Sobre desfechos

Filho,

Eu não lembro bem qual foi o dia em que resolvi contar para os seus avós que estava grávida. Lembro do que aconteceu antes (sonhei com a minha avó me pedindo para contar), o durante e tudo o que veio depois.

Sei que se eu fizer um cálculo matemático, devo achar a data exata: eu estava grávida de 6 meses, encolhendo a minha barriga para ninguém desconfiar e me acostumando com a ideia de que, a partir dali, minha vida ficaria de pernas para o ar. Mas quem é bom de matemática aqui é você: eu sou muito ruim e o dia exato tampouco importa.

Naquela manhã eu nem consegui falar. Já contei essa história uma vez para você e já estive lá na minha memória milhares de vezes, mas até bem pouco tempo doía igual. Foi difícil transformar o meu desespero e a minha falta de ar ao encarar a minha mãe para contar a ela que, aos 18 anos, eu te carregava dentro de mim.

E eu me lembro a data exata em que esse momento específico da minha vida parou de me sufocar, em que consegui olhar para trás e sorrir: foi no dia 10 de março de 2017. Parece que foi ontem (e foi!).

Acontece que no dia 9 de março de 2017 eu lancei um livro sobre tudo o que o você me ensinou nesses 15 anos de maternidade. Do momento em que me acostumei com a ideia de ser mãe e contei para os seus avós até hoje, eu registrei o seu crescimento e o meu próprio. E isso virou um livro. E teve um lançamento. E foi memorável.

Tinha gente que nem era de São Paulo, teve amigo novo que conheci tem uma semana e amigo velho por lá. Gente que estudou comigo no pré, no primário, no meu ginásio, no colegial, na minha faculdade. Gente do meu primeiro, do meu segundo, do meu terceiro emprego e do atual também. Tinha vizinho por lá, tinha amigo de bar. Os amigos que o Corinthians e os Gaviões me deram. Os amigos que fiz na internet. Os amigos jornalistas. Quase toda a minha família. Amigos que fiz por causa de uns 4 ex-namorados e que se tornaram meus grandes amigos. Tinha ex-namorado que hoje é amigo. Teve gente que nunca tinha me visto, mas lia meus textos e queria me conhecer. Seus amigos da escola, muitos deles acompanhados das mães. Seus amigos que já não estudam mais contigo também. Tinha seu pai, a Thaís e seu irmão, que são da minha família. Seus avós vieram do interior. Seu tio fotografou por 4 horas para me dar de presente.
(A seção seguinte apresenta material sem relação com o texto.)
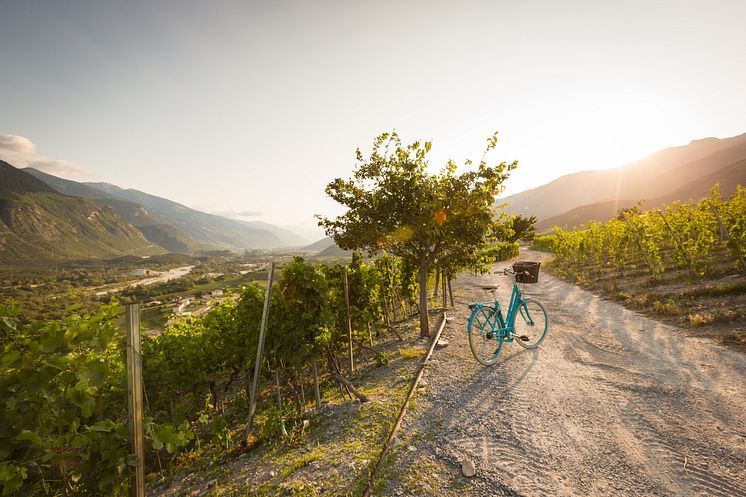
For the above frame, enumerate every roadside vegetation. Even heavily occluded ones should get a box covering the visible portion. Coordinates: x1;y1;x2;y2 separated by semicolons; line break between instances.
533;185;746;350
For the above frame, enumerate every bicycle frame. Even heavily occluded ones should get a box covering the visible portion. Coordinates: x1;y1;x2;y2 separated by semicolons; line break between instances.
469;283;531;342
Tinha você, filho, que se sentiu TREMENDAMENTE importante e orgulhoso, autografando ali na mesa que o Lira Neto já havia renunciado.

Depois que você foi embora, ainda ficamos mais um tempo ali. A livraria fechou, mas rolou mais uma hora de autógrafos com portões fechados. Depois fomos expulsos e tive que assinar uns livros sentada na porta de uma lanchonete natural, lá pelas 23h30. E depois fui para o bar, onde dediquei mais alguns livros.

Foram duas horas e meia de fila que todas essas pessoas enfrentaram para me dar um abraço, ganhar uma dedicatória e vibrar junto comigo por essa conquista, que foi muito maior que um livro publicado. Foi o alívio de que tudo deu (e está dando) certo.

No dia seguinte, acordei ainda exausta e fiquei um tempo deitada. Você já tinha ido para a escola e seu avô se preparava para ir embora. Eu chamei seus avós na sala, ali no mesmo lugar em que contei que você estava vindo ao mundo, e só agradeci. Eu já sabia que essa aventura de ser sua mãe tinha sido maravilhosa, mas chegamos aqui e tudo deu muito mais certo do que eu esperava. E, se isso foi possível, foi por conta de toda a nossa rede de apoio, dos seus avós, do seu tio e de nós dois.

Quinze anos depois, olho para aquele dia que nem sei qual foi e respiro. A gente é foda, filho, e juntos somos imbatíveis.